As I’ve documented far too many times in these lackluster pages, Game 7 of the 2003 ALCS took years off my life, positioning me squarely on the brink of full mental collapse, and leaving me incapable of processing anything but bran and schnapps for sixteen weeks.
I was on a business trip, to New Jersey of all places. I sat in a hotel bar with my boss, fumbling with a burger and nervously watching the Sox build a 4-0 lead. After Millar went yard in the fourth, I pumped my fist, drawing the ire of the Yanks fans who had packed the place. I quickly finished my beer and went up to my room, where I paced like a lunatic through the late innings.
When Ortizzle greeted David Wells with a long home run in the top of the eighth, giving the Sox a 5-2 lead, I called my Dad in Boston and told him it was over. No way we could lose this one. The motherfucking Boston Red Sox were going to the World Series for the first time since 1986. Even better, we were stepping over Roger Clemens and the Yankees to get there. It was the moment I’d dreamed of for most of my young (at the time) life… and it was finally within arm’s reach. Even better: I was sober to witness it!
By the ninth inning’s close, after the Yankees tied it up in the eighth, I was watching from the bed, feeling feverish, legs aching, face almost entirely under the covers, too nervous to move.

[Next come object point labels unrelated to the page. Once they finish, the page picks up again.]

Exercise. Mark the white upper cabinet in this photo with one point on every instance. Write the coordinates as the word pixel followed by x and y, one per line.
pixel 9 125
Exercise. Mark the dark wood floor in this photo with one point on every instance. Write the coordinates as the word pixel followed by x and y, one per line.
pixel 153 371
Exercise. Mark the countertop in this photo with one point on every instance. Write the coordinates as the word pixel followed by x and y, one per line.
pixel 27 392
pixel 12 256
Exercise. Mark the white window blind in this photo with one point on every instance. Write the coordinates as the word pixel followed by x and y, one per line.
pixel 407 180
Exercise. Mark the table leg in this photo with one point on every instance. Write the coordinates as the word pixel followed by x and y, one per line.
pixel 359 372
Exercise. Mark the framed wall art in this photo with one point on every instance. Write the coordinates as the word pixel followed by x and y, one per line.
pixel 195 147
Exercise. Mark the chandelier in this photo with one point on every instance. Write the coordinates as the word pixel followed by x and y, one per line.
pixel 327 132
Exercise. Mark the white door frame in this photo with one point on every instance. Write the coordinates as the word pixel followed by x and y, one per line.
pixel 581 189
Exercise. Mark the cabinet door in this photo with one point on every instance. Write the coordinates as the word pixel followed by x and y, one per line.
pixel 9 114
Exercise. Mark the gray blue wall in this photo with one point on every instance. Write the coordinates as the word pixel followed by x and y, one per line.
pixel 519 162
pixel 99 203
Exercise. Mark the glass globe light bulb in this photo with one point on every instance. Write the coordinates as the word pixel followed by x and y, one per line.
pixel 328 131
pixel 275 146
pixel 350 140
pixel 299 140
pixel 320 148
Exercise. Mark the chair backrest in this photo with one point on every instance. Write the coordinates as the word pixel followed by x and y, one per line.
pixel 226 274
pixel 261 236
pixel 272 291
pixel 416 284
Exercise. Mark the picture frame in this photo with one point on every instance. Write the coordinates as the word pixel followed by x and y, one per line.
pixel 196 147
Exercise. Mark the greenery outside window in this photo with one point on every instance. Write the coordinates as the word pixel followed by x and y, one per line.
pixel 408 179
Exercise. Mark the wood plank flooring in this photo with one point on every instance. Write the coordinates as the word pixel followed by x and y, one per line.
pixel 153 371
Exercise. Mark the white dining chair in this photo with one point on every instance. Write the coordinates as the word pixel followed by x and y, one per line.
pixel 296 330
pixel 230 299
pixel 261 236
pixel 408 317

As soon as Boone’s shot left the bat, I shut off the TV. I didn’t want to see the Yankees storm the field or Tim Wakefield shuffle down the dugout steps or Derek Jeter and Mike Mussina dry humping on the first base line. All I knew is that once again, a victory that seemed so close had slipped through our fingers.

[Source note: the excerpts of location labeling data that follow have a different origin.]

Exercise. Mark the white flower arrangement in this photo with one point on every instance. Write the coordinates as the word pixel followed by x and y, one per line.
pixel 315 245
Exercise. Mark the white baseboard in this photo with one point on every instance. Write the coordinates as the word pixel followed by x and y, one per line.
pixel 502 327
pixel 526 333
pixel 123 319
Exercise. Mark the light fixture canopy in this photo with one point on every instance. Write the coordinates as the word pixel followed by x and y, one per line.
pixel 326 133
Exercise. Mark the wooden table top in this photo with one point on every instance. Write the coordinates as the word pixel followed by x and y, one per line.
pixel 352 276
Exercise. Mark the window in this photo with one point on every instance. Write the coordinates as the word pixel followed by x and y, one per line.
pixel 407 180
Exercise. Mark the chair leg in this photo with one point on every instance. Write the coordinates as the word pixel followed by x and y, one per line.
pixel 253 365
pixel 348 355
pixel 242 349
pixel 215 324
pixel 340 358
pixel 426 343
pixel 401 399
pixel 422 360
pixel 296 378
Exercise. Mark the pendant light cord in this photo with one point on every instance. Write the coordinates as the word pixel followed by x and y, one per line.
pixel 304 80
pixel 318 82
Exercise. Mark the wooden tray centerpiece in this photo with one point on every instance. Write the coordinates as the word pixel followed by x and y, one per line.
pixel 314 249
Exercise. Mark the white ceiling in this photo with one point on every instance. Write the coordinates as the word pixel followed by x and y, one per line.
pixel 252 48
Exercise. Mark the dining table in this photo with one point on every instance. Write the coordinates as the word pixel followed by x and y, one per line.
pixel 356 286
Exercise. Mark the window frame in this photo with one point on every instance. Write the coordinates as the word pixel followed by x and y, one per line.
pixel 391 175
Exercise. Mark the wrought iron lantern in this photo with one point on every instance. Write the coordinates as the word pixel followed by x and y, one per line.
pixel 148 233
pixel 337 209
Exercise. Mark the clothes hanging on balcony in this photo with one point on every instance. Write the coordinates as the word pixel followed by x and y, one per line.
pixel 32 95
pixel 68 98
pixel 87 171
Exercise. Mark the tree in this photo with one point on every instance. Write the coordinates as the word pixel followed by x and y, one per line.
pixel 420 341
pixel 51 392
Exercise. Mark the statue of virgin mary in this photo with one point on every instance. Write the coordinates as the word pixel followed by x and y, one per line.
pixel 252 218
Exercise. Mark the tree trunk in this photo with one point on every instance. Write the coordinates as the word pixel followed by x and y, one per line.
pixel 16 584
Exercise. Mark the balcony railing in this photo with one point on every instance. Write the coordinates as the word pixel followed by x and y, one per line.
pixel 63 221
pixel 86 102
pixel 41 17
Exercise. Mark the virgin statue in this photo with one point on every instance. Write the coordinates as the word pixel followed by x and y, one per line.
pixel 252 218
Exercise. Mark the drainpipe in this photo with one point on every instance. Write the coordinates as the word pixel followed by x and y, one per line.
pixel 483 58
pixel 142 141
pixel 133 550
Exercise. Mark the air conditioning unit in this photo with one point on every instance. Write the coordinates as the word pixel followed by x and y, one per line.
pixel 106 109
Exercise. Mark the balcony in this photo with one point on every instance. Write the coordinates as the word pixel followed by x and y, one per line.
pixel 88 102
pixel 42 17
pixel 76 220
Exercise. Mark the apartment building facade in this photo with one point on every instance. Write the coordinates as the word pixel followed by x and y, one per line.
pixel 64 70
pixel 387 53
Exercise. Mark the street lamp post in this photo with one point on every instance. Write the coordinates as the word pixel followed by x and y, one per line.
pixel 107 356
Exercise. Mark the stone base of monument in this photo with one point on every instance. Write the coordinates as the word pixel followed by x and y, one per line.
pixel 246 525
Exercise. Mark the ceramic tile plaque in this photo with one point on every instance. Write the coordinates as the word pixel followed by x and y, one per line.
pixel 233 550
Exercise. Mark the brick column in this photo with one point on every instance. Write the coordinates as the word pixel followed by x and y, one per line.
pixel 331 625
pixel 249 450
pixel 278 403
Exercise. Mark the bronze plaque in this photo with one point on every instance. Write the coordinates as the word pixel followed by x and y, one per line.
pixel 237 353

I let the room go black and stayed awake for hours cursing Grady Little, Mariano Rivera, Mookie Wilson, a few ex-girlfriends, those assholes on my paper route and pretty much anyone who’d ever wronged me. “We were so close,” I kept telling myself. “How in the hell are we ever going to get that close again?”
The next day, during the longest train ride of my life back to Boston, with a pain far worse than any hangover squeezing both ends of my brain, the idea for this blog was born. It seemed a healthier outlet for my angst than, say, punching a truck.
Seventeen years later (WHAT) it’s almost insane to think about how far the team has come. An improbable 2004 revenge levied on the Yankees. Another World Series sweep in 2007. One win away from a third World Series visit in 2008. The soul-intensifying 2013 title that literally raised up our entire city. Another title in 2018 thrown in for good measure. It’s been an embarrassment of riches from a franchise I was certain would send me to an early grave.
If you told me back then, on that cold, horrible night I spent in that New Jersey hotel, that all of this was coming, I never would have believed it. Sometimes I still can’t.
It’s been an incredible run. And all I can do is promise to never, ever take it for granted.